Failure to provide proper recognition for the contributions of others towards any graded work may be, at the discretion fo course staff, considered Academic Dishonesty under the applicable University, School, Department, and/or Intro Group policies.

The Academic Regulations are the only authoritative source for information regarding the University police on Academic Dishonesty, and related procedural matters. But, the following is an informal summary:

  • An instructor can charge a student with academic dishonesty and impose a penalty within the course, including an "R" grade.

  • The instructor informs the University of the charge, where it is recorded. If it is a first-offense, the University takes no further action. If it is not, a University committee is convened. For other than first offenses, the Committee, not the instructor determines the penalty, which can include academic actions such as expulsion or suspension, as well as less-severe actions. The student may appear at this hearing, and the instructor might also ask to appear or be asked to appear.

  • Even on a first offense, the instructor can ask the University to convene a Committee as discussed above. This might be done, for example, in the case of a particularly flagrant case, or under atypical cicumstances.

  • The student has the right to appeal an instructors finding of academic dishonesty. Such an appeal is heard by the same Committee as discussed above. In the event that both the student and faculty member request a Committee, the same Committee will hear both.

  • University procedure provides for the appeal of decisions by the Committee.

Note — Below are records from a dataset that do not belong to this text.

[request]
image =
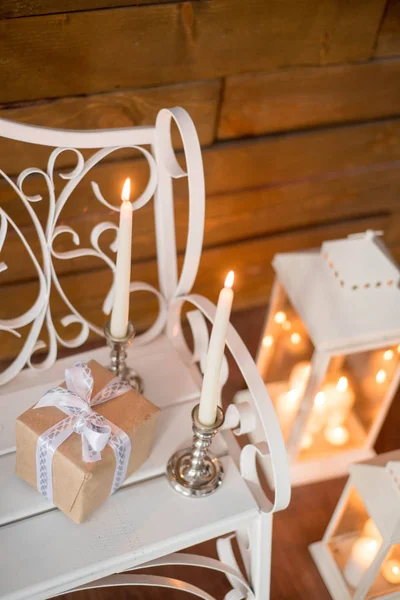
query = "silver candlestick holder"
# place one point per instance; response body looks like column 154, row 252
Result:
column 118, row 364
column 194, row 471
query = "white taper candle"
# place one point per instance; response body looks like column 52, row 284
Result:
column 212, row 375
column 120, row 310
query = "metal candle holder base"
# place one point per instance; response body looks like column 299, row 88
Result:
column 118, row 357
column 194, row 472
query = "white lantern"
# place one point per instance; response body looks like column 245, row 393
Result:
column 359, row 556
column 329, row 353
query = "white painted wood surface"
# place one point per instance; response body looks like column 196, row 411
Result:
column 167, row 380
column 18, row 500
column 376, row 484
column 44, row 553
column 136, row 525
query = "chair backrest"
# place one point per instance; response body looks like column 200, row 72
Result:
column 163, row 169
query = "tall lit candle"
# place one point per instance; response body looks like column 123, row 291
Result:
column 120, row 310
column 212, row 374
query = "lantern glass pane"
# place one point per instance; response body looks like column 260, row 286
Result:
column 355, row 541
column 387, row 580
column 348, row 402
column 284, row 359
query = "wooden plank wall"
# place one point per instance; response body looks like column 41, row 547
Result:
column 297, row 105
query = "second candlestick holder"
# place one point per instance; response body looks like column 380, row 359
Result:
column 118, row 364
column 194, row 471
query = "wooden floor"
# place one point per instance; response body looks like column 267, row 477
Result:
column 294, row 576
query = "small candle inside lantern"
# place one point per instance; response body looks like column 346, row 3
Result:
column 380, row 377
column 391, row 570
column 280, row 317
column 267, row 342
column 342, row 384
column 287, row 405
column 371, row 530
column 337, row 436
column 299, row 376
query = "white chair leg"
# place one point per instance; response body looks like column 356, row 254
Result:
column 260, row 565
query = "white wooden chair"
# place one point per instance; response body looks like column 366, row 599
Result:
column 146, row 522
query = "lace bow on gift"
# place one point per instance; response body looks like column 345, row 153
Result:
column 95, row 430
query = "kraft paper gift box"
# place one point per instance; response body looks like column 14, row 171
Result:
column 78, row 487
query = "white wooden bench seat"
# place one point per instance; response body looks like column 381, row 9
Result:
column 43, row 553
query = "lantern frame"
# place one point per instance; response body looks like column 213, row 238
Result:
column 305, row 279
column 382, row 471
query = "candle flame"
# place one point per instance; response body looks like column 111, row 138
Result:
column 295, row 338
column 126, row 190
column 342, row 384
column 280, row 317
column 267, row 342
column 229, row 279
column 388, row 355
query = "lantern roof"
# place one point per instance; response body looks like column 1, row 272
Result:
column 346, row 293
column 377, row 482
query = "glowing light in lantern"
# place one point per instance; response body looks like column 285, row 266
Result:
column 342, row 384
column 280, row 317
column 267, row 342
column 337, row 436
column 320, row 400
column 371, row 530
column 229, row 279
column 391, row 571
column 295, row 338
column 306, row 441
column 380, row 377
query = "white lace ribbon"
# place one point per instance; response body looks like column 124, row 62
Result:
column 95, row 430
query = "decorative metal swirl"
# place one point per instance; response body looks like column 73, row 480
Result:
column 162, row 165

  • In the event that the instructor charges a student with Academic Dishonesty, it is suggested that the student consider the totality of the circumstances calmly and rationally and seek advice from the instructor -- as well as third parties, such as the student's advisor, academic dean, or a dean of student affairs. It is may not be in the student's best interest to take a rash action, such as attempting to drop the course.

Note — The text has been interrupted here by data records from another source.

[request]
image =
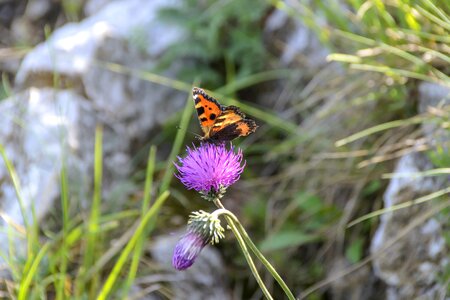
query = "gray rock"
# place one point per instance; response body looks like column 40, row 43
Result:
column 39, row 128
column 64, row 88
column 412, row 266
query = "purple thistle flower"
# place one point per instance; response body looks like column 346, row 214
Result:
column 203, row 228
column 187, row 249
column 210, row 168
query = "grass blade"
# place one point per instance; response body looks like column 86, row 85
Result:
column 111, row 280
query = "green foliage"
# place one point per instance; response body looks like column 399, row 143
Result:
column 401, row 39
column 354, row 251
column 223, row 39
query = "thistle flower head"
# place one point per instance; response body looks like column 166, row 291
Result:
column 210, row 168
column 203, row 228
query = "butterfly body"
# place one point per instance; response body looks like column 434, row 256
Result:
column 220, row 123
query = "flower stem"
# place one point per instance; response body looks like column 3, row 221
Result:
column 243, row 246
column 243, row 235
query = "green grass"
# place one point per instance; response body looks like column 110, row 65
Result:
column 316, row 169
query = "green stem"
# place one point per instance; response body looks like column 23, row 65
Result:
column 243, row 234
column 245, row 251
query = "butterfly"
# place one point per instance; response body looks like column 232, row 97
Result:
column 220, row 123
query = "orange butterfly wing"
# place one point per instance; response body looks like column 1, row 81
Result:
column 220, row 123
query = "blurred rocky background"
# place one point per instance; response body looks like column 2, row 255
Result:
column 352, row 99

  • Students who are charge with Academic Dishonesty should be aware that there will be no prejudice against them in the course, beyond the penalty directly imposed, as a result of the charge, or of any appeal.

Late Work

You have three (3) "Late Days" for use on assignments this semester. You can use one day on each of three assignments, three days on one assignment, &c. There are no half days -- an assignment 1 second late requires the use of a full late day.

These late days are not "procrastination days". They are instead designed mcuh like "personal days" at work to handle the little things that come up during the semester: short illnesses, injuries, visiting family or friends, a burst of work in other classes, doctors vists, &c.

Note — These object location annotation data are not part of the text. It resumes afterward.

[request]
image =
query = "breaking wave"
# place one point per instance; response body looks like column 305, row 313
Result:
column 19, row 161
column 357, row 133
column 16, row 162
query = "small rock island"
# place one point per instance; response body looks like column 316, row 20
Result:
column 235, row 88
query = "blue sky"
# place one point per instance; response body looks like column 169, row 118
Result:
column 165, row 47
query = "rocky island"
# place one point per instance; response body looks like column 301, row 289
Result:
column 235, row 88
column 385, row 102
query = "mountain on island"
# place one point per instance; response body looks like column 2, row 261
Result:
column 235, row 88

The use of these days is completely at your discretion -- but, once they are gone, they are gone. That's it. The course staff cannot give you more. Late work is not accepted, other than through the use of "Late Days".

There is, of course, the possibility that exceptions to this policy will arise. We certainly hope that nothing incapactiating will happen to any of you. But, in the event that there is some major life event including major medical issues, emotional problems, family problems, &c, the course staff stands ready to work with you, as appropriate.

But, because these events are major events that likely will affect more than one class, we refer these circumstances to other University officials, typically academic deans, deans of student affairs, and/or assigned academic advisors.

In the event that you need help of this kind, please see a member of the course staff, and advisor dean, or other appropriate University offical. If you contact us, we'll likely begin by contacting your advisor or dean. But, regardless who you contact first, we'll work together with your academic unit and/or student affairs, and (most importanbtly) you, to do the Right Thing. We are, in fact, here to help.

Please also keep in mind that assignments only count as submitted, if submitted as directed. For example, we don't accept assignments via email or on floppy disk, unless we specifically authorize it. Should you fail to submit an assignment as directed, you will need to use late days to submit it.